Although, according to the Alabama Legislature, the residency restrictions further “the primary governmental interest of protecting vulnerable populations, particularly children,” Id. § 15-20A-2(5), the statute allows every qualifying adult sex offender daily unsupervised access to minors for four hours at a time in any one place on two consecutive days and nine aggregate days per month, as long as such access occurs between the hours of 6:00 a.m. and 10:30 p.m. See ALA. CODE § 15-20A-11(d)(4); id. § 15-20A-4(14); id. § 15-20A-4(20).

The parties and the Court are unaware of any statute enacted by another state substantially similar to § 15-20A-11(d)(4). And the State concedes that “[a]side from ASORCNA, it does not appear that Alabama has ever statutorily limited parents' contact or ability to live with their own children based on the fact of a conviction or another single fact.” (Doc. 131 at 1.)

B. Henry's Due Process Challenge

Henry raises a facial substantive due process challenge to § 15-20A-11(d)(4), arguing the restriction is not narrowly tailored to serve a compelling state interest and therefore unconstitutionally burdens his fundamental right to the “care, custody, and control” of his son.

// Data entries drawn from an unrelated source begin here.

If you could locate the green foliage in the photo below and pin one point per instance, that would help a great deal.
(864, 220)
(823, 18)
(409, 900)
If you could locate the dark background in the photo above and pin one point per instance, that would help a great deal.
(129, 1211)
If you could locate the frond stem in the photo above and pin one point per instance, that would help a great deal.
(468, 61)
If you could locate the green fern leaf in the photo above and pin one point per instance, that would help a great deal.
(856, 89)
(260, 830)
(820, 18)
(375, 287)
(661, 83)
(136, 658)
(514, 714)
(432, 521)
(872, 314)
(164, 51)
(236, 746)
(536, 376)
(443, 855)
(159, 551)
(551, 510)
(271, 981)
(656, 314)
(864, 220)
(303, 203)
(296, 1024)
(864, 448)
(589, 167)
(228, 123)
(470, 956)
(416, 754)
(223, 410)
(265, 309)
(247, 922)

The Fourteenth Amendment to the United States Constitution guarantees that “[n]o State shall . . . deprive any person of life, liberty, or property, without due process of law.” U.S. CONST. amend. XIV, § 1. The Supreme Court has recognized a procedural and substantive component to the Due Process Clause. See Reno v. Flores, 507 U.S. 292 (1993). The substantive due process component “forbids the government [from infringing] certain ‘fundamental' liberty interests at all, no matter what process is provided, unless the infringement is narrowly tailored to serve a compelling state interest.” Id. at 302 (emphasis in original).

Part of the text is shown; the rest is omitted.